Falls Sie wissen wollten, wieviel Geld die Regierungs- und Geschäftswelten investieren, um den Leuten beizubringen, wie man geheime Dokumente schreibt, und wenn Sie diesen Betrag dann vergleichen würden mit etwaigen Geldern, welche offene Standards fördern sollen - zum Beispiel, durch das Insistieren auf das Open File Format (.sxw), was von OpenOffice.org angeboten wird; oder durch die Unterstützung der OpenOffice.org Programmierer, dann wäre das Ergebnis sowohl schockierend wie auch ziemlich peinlich. Und nichtsdestotrotz ist die Mehrheit der Menschheit immer noch mehr von der "Notwendigkeit," geheime .doc Formate lesen zu können besessen, als von der, offene Standards zu fördern!


Was soll ich tun?

Sie denken jetzt vielleicht gerade, dass Sie das alles nichts angeht. Immerhin haben Sie ja weder diese Programme noch diese Standards erfunden. Aber dennoch ist es doch Ihre Entscheidung, welches Programm Sie benutzen werden! Und niemand kann Sie davon abhalten, freie Software mit offenen Dateiformaten zu benutzen.

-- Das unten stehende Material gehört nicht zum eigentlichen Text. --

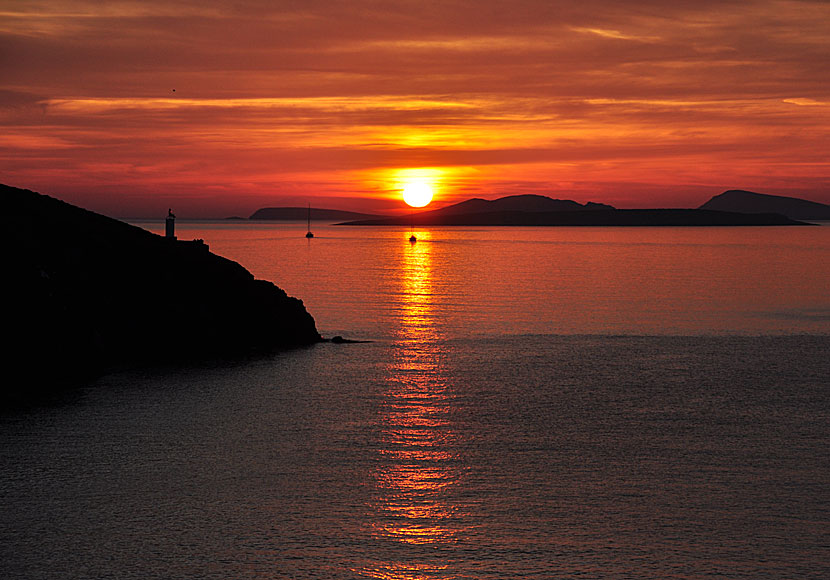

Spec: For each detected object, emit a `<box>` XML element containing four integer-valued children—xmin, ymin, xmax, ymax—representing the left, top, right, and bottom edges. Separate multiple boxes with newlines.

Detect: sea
<box><xmin>0</xmin><ymin>220</ymin><xmax>830</xmax><ymax>580</ymax></box>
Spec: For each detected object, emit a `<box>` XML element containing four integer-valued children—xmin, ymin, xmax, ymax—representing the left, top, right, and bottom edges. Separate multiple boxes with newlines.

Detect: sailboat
<box><xmin>305</xmin><ymin>203</ymin><xmax>314</xmax><ymax>239</ymax></box>
<box><xmin>409</xmin><ymin>209</ymin><xmax>418</xmax><ymax>244</ymax></box>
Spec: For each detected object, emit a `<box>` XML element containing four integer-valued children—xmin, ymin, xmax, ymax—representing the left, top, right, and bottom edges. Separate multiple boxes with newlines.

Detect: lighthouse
<box><xmin>164</xmin><ymin>208</ymin><xmax>176</xmax><ymax>240</ymax></box>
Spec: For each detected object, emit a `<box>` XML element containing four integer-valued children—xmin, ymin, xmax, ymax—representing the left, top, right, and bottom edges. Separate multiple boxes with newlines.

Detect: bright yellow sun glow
<box><xmin>403</xmin><ymin>181</ymin><xmax>432</xmax><ymax>207</ymax></box>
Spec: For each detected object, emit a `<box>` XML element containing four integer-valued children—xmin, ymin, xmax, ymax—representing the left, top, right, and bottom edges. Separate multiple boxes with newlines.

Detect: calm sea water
<box><xmin>0</xmin><ymin>223</ymin><xmax>830</xmax><ymax>580</ymax></box>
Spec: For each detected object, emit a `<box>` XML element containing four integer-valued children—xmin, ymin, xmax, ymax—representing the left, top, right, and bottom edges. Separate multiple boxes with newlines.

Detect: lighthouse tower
<box><xmin>164</xmin><ymin>209</ymin><xmax>176</xmax><ymax>240</ymax></box>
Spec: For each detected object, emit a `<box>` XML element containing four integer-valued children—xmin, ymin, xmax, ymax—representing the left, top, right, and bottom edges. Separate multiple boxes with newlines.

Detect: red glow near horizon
<box><xmin>0</xmin><ymin>0</ymin><xmax>830</xmax><ymax>217</ymax></box>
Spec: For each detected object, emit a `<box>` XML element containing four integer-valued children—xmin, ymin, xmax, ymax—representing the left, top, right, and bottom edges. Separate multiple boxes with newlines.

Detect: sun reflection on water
<box><xmin>356</xmin><ymin>231</ymin><xmax>474</xmax><ymax>580</ymax></box>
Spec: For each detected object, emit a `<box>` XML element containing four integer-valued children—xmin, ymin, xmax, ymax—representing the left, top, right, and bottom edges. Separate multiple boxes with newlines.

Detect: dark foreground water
<box><xmin>0</xmin><ymin>222</ymin><xmax>830</xmax><ymax>580</ymax></box>
<box><xmin>0</xmin><ymin>336</ymin><xmax>830</xmax><ymax>579</ymax></box>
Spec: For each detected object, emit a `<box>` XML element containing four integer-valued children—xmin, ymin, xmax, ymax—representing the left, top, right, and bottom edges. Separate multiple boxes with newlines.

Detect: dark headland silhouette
<box><xmin>699</xmin><ymin>189</ymin><xmax>830</xmax><ymax>220</ymax></box>
<box><xmin>0</xmin><ymin>185</ymin><xmax>321</xmax><ymax>399</ymax></box>
<box><xmin>341</xmin><ymin>195</ymin><xmax>805</xmax><ymax>226</ymax></box>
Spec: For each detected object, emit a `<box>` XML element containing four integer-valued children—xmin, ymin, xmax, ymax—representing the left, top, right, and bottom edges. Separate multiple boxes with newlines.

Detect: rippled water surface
<box><xmin>0</xmin><ymin>224</ymin><xmax>830</xmax><ymax>580</ymax></box>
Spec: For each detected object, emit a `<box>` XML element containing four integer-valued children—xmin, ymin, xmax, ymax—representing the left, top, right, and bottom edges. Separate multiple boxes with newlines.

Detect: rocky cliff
<box><xmin>0</xmin><ymin>186</ymin><xmax>320</xmax><ymax>396</ymax></box>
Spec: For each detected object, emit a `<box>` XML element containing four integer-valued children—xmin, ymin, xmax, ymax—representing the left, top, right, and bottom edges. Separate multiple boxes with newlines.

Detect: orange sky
<box><xmin>0</xmin><ymin>0</ymin><xmax>830</xmax><ymax>217</ymax></box>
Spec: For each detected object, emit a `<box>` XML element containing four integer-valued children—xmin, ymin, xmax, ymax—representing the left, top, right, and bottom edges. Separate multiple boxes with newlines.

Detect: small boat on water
<box><xmin>305</xmin><ymin>204</ymin><xmax>314</xmax><ymax>239</ymax></box>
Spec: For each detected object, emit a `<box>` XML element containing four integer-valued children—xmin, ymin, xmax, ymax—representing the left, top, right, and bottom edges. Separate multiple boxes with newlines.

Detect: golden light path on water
<box><xmin>355</xmin><ymin>231</ymin><xmax>472</xmax><ymax>580</ymax></box>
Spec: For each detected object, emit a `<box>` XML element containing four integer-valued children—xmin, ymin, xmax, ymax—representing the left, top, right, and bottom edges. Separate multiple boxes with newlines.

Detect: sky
<box><xmin>0</xmin><ymin>0</ymin><xmax>830</xmax><ymax>218</ymax></box>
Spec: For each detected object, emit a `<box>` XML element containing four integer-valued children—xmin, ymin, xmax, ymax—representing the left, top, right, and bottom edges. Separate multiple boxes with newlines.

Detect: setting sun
<box><xmin>403</xmin><ymin>181</ymin><xmax>432</xmax><ymax>207</ymax></box>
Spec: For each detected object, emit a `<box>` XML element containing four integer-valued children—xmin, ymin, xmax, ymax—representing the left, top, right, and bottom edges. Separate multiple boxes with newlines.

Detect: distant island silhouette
<box><xmin>248</xmin><ymin>207</ymin><xmax>383</xmax><ymax>222</ymax></box>
<box><xmin>340</xmin><ymin>195</ymin><xmax>806</xmax><ymax>226</ymax></box>
<box><xmin>699</xmin><ymin>189</ymin><xmax>830</xmax><ymax>220</ymax></box>
<box><xmin>0</xmin><ymin>185</ymin><xmax>321</xmax><ymax>399</ymax></box>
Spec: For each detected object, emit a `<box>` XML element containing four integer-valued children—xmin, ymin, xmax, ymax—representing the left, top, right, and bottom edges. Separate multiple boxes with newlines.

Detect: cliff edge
<box><xmin>0</xmin><ymin>185</ymin><xmax>320</xmax><ymax>397</ymax></box>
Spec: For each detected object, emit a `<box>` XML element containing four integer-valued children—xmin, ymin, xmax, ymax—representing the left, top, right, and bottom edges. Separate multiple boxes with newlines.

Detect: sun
<box><xmin>403</xmin><ymin>181</ymin><xmax>432</xmax><ymax>207</ymax></box>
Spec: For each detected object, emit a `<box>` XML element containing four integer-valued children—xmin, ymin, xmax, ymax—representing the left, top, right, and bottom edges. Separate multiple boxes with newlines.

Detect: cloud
<box><xmin>0</xmin><ymin>0</ymin><xmax>830</xmax><ymax>214</ymax></box>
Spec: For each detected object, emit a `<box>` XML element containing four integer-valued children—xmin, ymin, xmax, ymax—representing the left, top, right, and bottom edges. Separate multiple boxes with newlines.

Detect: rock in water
<box><xmin>0</xmin><ymin>186</ymin><xmax>320</xmax><ymax>397</ymax></box>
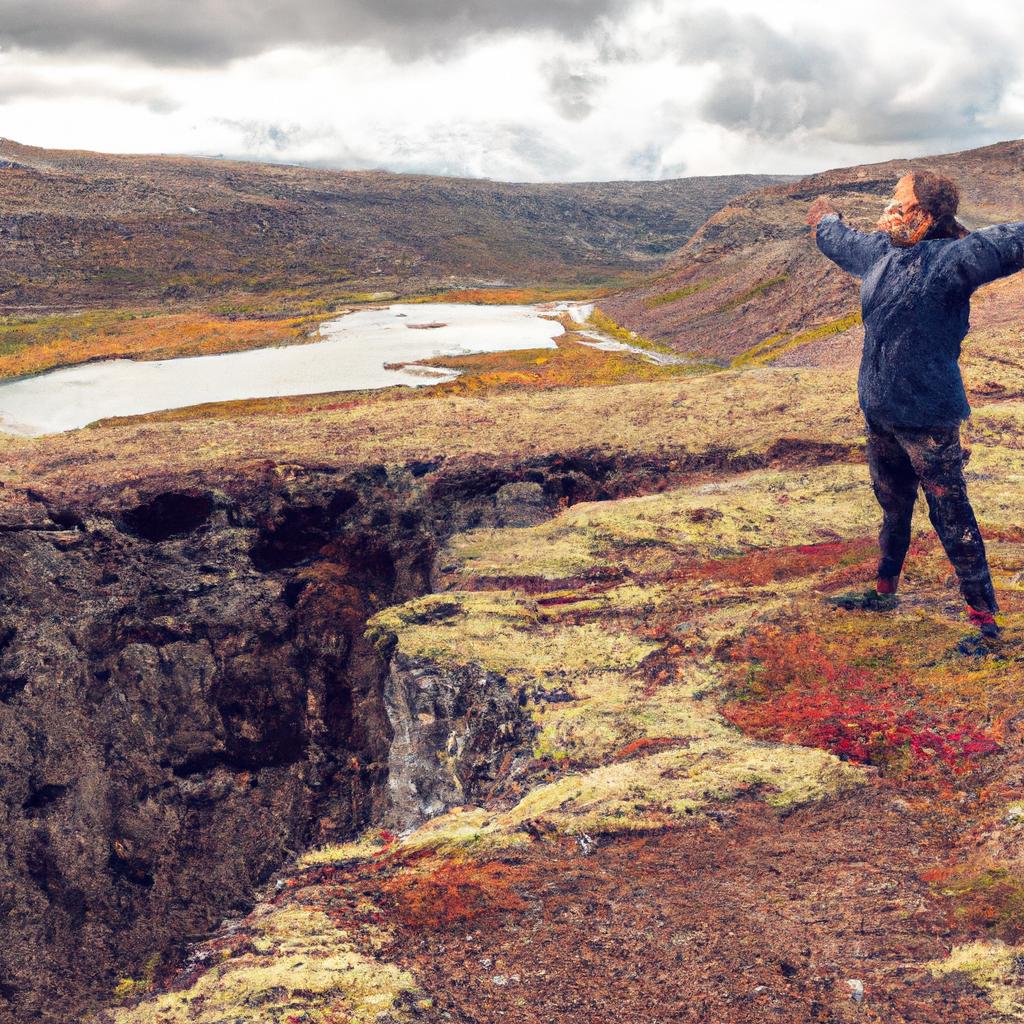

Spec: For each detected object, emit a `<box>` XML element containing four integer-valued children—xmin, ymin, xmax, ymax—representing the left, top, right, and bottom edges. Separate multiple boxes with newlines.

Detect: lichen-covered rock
<box><xmin>384</xmin><ymin>652</ymin><xmax>534</xmax><ymax>830</ymax></box>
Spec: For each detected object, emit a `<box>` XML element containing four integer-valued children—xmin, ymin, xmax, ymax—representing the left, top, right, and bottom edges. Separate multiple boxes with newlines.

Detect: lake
<box><xmin>0</xmin><ymin>302</ymin><xmax>564</xmax><ymax>436</ymax></box>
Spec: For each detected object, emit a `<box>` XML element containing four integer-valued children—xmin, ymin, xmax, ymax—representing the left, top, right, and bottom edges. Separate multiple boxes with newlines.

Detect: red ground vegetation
<box><xmin>381</xmin><ymin>859</ymin><xmax>534</xmax><ymax>929</ymax></box>
<box><xmin>723</xmin><ymin>627</ymin><xmax>999</xmax><ymax>773</ymax></box>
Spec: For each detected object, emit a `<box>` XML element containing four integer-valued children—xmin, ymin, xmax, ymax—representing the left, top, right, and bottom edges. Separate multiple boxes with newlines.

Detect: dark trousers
<box><xmin>866</xmin><ymin>411</ymin><xmax>998</xmax><ymax>611</ymax></box>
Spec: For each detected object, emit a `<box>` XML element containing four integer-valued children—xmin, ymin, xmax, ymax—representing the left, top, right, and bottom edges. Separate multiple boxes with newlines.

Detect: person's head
<box><xmin>878</xmin><ymin>171</ymin><xmax>968</xmax><ymax>246</ymax></box>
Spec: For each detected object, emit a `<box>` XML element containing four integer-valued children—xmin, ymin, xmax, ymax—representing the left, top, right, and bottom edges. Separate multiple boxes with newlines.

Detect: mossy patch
<box><xmin>100</xmin><ymin>904</ymin><xmax>422</xmax><ymax>1024</ymax></box>
<box><xmin>928</xmin><ymin>941</ymin><xmax>1024</xmax><ymax>1020</ymax></box>
<box><xmin>730</xmin><ymin>310</ymin><xmax>861</xmax><ymax>369</ymax></box>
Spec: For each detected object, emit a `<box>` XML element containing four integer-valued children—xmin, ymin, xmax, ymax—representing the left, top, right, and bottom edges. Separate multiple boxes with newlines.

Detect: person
<box><xmin>807</xmin><ymin>170</ymin><xmax>1024</xmax><ymax>638</ymax></box>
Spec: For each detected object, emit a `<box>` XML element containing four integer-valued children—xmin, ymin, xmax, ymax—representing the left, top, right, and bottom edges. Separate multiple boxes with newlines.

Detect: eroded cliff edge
<box><xmin>0</xmin><ymin>444</ymin><xmax>763</xmax><ymax>1021</ymax></box>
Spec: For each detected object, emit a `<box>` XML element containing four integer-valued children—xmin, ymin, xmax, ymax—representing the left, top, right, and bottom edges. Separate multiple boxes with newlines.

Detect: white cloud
<box><xmin>0</xmin><ymin>0</ymin><xmax>1024</xmax><ymax>180</ymax></box>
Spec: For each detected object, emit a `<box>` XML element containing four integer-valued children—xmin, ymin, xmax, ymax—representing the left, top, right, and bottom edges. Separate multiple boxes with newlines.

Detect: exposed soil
<box><xmin>0</xmin><ymin>440</ymin><xmax>851</xmax><ymax>1024</ymax></box>
<box><xmin>380</xmin><ymin>787</ymin><xmax>991</xmax><ymax>1024</ymax></box>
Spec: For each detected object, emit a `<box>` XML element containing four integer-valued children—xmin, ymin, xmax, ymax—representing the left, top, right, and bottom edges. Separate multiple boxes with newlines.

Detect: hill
<box><xmin>600</xmin><ymin>140</ymin><xmax>1024</xmax><ymax>366</ymax></box>
<box><xmin>0</xmin><ymin>138</ymin><xmax>1024</xmax><ymax>1024</ymax></box>
<box><xmin>0</xmin><ymin>139</ymin><xmax>779</xmax><ymax>310</ymax></box>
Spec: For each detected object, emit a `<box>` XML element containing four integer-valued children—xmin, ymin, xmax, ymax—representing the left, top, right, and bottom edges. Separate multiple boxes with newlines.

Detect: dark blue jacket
<box><xmin>816</xmin><ymin>213</ymin><xmax>1024</xmax><ymax>428</ymax></box>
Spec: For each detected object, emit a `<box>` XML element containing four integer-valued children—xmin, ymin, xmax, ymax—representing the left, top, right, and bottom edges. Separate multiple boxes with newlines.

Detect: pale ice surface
<box><xmin>0</xmin><ymin>302</ymin><xmax>564</xmax><ymax>435</ymax></box>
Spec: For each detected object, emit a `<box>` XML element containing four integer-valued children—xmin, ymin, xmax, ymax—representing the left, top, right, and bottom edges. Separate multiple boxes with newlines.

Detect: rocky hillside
<box><xmin>600</xmin><ymin>140</ymin><xmax>1024</xmax><ymax>366</ymax></box>
<box><xmin>0</xmin><ymin>139</ymin><xmax>779</xmax><ymax>309</ymax></box>
<box><xmin>0</xmin><ymin>329</ymin><xmax>1024</xmax><ymax>1024</ymax></box>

Freie Software erlaubt es Ihnen, nicht mehr von einem einzigen Produzenten abhängig zu sein. Anstatt Ihre Software zu mieten, werden Sie sie nun besitzen! Keine Software ist perfekt, aber wir glauben, dass die Leute und Organisationen, die heute damit anfangen, freie Software zu benutzen, in der Zukunft weniger Schwierigkeiten und Kosten mit Upgrades haben werden.

Wir hoffen, dass diese CD Sie davon überzeugen wird, dass die Welt der freien Software Ihnen viel zu bieten hat. Freie Software ist nicht unbedingt dasselbe wie Linux. Die OpenOffice.org Software auf dieser CD ist frei, mit Open File Formaten, und sie funktioniert auf Windows. Das ist vielleicht das beste Argument für freie Software: Freie Software ist flexible Software.